Further supporting this concept. glomerular capillary aggregation of hematopoietic cells has also been reported to promote endothelial damage and precipitate TMA [3], while thrombocytosis in ET and polycythemia vera (PV) is known to increase thrombotic risk and contribute to renal injury [4]. Similar glomerular changes—including glomerulomegaly, microaneurysms, mesangial proliferation, and negative immunofluorescence findings—have been described in cases of MPN-associated glomerulopathy [2]. This pathological entity is characterized by endothelial activation, microangiopathy, and the release of proinflammatory mediators, all of which may contribute to progressive renal dysfunction, manifesting as AKI or exacerbation of preexisting CKD. Renal involvement has been reported in approximately 20–30% of MPN patients, particularly in those progressing to myelofibrosis [2,15]. The underlying pathophysiology appears multifactorial, involving both direct hematopoietic infiltration and endothelial injury mediated by platelet activation and inflammatory cytokines. In our case, the identification of intraluminal megakaryocytes strongly supports the hypothesis that extreme thrombocytosis can impair renal perfusion by inducing microvascular damage.

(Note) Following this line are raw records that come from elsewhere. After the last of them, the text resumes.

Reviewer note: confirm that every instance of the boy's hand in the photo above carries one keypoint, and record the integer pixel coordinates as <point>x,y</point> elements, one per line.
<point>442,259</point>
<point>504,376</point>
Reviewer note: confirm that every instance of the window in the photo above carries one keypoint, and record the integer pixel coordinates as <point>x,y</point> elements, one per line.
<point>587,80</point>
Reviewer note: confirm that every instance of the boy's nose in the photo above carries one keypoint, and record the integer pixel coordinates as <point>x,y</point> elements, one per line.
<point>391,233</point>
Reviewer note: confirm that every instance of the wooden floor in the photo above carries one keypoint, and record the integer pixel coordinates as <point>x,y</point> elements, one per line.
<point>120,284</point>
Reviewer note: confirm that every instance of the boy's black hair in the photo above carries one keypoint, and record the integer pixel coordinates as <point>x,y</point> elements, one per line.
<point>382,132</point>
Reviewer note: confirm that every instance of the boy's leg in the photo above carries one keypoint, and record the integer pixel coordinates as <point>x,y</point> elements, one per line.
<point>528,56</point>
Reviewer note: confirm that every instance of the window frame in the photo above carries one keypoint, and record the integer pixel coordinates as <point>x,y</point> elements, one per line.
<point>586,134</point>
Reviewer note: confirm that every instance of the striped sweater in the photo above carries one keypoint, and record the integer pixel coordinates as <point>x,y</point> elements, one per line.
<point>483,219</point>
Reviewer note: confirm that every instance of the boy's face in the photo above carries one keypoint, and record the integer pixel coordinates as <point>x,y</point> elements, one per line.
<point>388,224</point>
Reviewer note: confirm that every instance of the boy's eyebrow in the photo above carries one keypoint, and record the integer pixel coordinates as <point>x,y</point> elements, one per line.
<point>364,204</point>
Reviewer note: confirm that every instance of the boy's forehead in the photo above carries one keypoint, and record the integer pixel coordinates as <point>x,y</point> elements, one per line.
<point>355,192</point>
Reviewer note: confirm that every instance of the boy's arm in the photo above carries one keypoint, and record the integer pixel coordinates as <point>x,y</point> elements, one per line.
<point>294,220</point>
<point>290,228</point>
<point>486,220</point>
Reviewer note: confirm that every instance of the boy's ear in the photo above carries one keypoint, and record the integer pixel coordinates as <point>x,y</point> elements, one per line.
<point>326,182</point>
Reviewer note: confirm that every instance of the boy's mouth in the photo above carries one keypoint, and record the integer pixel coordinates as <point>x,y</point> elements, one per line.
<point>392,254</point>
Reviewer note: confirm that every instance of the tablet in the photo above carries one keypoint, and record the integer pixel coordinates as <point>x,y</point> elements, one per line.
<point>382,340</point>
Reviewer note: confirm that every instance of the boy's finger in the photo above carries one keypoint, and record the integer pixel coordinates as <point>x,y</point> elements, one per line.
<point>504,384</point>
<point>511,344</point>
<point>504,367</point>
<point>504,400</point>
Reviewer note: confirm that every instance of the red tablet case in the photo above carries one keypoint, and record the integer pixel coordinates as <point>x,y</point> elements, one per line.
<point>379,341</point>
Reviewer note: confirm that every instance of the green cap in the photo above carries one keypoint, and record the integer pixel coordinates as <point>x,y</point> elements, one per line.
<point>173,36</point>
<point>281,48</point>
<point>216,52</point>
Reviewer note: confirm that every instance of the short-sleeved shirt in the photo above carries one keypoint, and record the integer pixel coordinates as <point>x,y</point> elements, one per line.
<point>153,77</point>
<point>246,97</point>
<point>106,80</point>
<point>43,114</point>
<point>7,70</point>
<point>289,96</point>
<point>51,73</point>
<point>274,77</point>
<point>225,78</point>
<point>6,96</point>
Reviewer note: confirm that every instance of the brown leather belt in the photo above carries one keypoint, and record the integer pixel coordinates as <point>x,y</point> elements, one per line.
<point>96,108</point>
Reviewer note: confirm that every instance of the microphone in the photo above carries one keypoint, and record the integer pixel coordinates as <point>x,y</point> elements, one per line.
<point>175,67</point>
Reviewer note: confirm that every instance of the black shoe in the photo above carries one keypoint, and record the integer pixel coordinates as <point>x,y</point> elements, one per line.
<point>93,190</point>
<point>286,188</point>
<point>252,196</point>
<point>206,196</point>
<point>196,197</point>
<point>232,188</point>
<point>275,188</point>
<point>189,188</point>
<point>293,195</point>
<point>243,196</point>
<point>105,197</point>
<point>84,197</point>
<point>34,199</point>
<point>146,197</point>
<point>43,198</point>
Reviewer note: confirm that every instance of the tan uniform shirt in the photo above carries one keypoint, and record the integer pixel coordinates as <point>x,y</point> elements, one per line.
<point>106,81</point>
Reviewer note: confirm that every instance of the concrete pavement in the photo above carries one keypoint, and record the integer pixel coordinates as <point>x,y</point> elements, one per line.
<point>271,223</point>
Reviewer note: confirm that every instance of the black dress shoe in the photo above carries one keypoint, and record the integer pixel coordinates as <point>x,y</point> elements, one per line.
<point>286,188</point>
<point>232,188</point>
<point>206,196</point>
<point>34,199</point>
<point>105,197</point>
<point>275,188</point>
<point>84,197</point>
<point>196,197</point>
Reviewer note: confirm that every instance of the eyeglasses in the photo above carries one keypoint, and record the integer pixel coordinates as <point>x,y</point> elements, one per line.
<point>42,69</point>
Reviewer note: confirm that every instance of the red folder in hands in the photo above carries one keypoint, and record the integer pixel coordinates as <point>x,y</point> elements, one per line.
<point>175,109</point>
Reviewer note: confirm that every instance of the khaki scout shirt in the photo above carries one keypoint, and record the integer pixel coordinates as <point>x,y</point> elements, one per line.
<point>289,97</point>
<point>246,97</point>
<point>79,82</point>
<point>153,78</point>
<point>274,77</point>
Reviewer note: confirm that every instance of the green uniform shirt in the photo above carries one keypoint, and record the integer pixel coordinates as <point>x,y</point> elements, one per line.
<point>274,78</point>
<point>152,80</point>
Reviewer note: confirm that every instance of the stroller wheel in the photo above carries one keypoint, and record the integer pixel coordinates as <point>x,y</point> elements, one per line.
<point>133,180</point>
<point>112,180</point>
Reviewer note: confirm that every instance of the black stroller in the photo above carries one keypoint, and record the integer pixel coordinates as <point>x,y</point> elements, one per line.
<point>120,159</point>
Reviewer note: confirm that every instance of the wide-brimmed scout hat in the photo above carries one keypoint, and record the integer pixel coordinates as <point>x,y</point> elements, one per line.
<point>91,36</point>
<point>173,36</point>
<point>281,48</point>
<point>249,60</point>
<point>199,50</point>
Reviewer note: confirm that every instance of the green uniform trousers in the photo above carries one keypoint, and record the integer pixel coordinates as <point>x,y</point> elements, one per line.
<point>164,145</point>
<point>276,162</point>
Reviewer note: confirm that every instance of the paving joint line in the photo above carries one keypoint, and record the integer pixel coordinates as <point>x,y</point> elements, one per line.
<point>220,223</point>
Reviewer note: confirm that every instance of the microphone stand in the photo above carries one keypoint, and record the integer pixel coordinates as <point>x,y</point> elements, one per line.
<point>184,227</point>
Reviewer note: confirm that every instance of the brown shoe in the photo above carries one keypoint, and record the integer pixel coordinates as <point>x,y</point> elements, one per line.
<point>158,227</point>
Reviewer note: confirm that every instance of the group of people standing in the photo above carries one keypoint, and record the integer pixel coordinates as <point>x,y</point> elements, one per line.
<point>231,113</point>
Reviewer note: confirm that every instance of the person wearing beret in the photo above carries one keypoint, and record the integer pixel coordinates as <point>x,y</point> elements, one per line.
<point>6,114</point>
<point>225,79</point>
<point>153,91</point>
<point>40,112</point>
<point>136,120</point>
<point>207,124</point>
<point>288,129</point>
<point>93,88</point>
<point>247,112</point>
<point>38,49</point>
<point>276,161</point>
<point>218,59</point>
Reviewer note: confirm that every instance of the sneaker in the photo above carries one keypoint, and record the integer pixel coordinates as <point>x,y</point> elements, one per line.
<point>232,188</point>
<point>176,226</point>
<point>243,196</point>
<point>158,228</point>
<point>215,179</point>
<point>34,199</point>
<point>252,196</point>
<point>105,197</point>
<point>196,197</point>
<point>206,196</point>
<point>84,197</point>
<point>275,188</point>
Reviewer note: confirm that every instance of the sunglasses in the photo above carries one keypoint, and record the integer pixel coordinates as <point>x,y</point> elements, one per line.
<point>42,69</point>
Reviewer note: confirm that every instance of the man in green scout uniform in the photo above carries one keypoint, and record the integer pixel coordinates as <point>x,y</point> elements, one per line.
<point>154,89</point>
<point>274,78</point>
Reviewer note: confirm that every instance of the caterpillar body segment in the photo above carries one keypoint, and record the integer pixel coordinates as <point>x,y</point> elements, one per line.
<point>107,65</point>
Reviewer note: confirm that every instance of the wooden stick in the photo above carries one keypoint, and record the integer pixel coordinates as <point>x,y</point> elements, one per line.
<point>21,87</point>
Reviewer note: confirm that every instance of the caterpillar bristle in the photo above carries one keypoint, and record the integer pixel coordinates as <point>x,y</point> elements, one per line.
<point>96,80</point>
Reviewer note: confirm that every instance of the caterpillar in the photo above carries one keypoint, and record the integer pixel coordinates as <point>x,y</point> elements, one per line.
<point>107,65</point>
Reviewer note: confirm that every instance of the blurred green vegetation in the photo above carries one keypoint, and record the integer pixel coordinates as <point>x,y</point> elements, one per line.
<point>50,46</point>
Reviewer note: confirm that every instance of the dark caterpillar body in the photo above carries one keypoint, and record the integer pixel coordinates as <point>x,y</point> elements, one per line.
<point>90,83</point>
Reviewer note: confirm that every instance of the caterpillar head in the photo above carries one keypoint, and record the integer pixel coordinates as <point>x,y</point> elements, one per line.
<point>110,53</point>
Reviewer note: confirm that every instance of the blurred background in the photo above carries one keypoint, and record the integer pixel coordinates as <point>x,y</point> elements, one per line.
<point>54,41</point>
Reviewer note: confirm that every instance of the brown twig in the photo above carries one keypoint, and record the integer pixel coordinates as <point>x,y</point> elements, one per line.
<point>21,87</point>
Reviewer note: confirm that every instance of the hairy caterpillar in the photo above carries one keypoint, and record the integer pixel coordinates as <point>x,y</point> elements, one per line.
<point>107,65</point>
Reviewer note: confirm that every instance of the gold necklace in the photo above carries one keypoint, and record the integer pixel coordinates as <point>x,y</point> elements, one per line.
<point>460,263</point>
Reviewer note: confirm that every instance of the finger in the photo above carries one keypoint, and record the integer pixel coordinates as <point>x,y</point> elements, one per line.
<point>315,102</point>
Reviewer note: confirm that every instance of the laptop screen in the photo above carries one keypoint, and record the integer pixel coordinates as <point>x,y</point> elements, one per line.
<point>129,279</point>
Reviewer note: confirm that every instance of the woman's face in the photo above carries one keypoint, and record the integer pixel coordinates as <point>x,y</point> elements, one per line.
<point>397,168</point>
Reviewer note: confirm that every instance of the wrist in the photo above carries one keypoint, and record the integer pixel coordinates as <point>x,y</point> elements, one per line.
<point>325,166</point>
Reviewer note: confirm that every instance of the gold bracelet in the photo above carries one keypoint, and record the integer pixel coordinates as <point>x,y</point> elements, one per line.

From a therapeutic standpoint, a clear correlation was observed between increasing platelet count and deterioration in renal function, reinforcing the need for close monitoring and individualized cytoreductive adjustment. Hydroxyurea has proven effective in controlling thrombocytosis in patients with renal dysfunction while minimizing its impact on glomerular function. A phase 3 trial comparing hydroxyurea with anagrelide demonstrated that hydroxyurea more effectively reduced arterial thrombosis, bleeding events, and fibrotic progression [16]. However, its efficacy in preventing progression to ESRD remains uncertain. In this context, some studies suggest that tighter control of thrombocytosis could reduce thrombotic complications and improve renal outcomes in ESRD [5]. Although few studies have explored the correlation between thrombocytosis and renal function decline, in this case, a clear pattern of renal deterioration was observed with rising platelet counts. Renal involvement in ET and other MPNs may represent a distinct clinical subphenotype with worse long-term renal outcomes, warranting further investigation into its underlying mechanisms and optimal therapeutic strategies.
An additional consideration in the management of these patients is the need for anticoagulation to prevent major thrombotic events. The combined use of hydroxyurea and anticoagulation in patients with CKD must be carefully evaluated, balancing bleeding risk against thrombotic protection. Our patient was classified as having intermediate thrombotic risk (age > 60 years, JAK2-negative, no history of thrombosis). Although the indication for anticoagulation in ET is not well defined in this setting, it should be individualized based on comorbid cardiovascular risk factors. In this case, the patient had a known history of NVAF and was already receiving oral anticoagulation with acenocoumarol®, which was maintained throughout hospitalization [17].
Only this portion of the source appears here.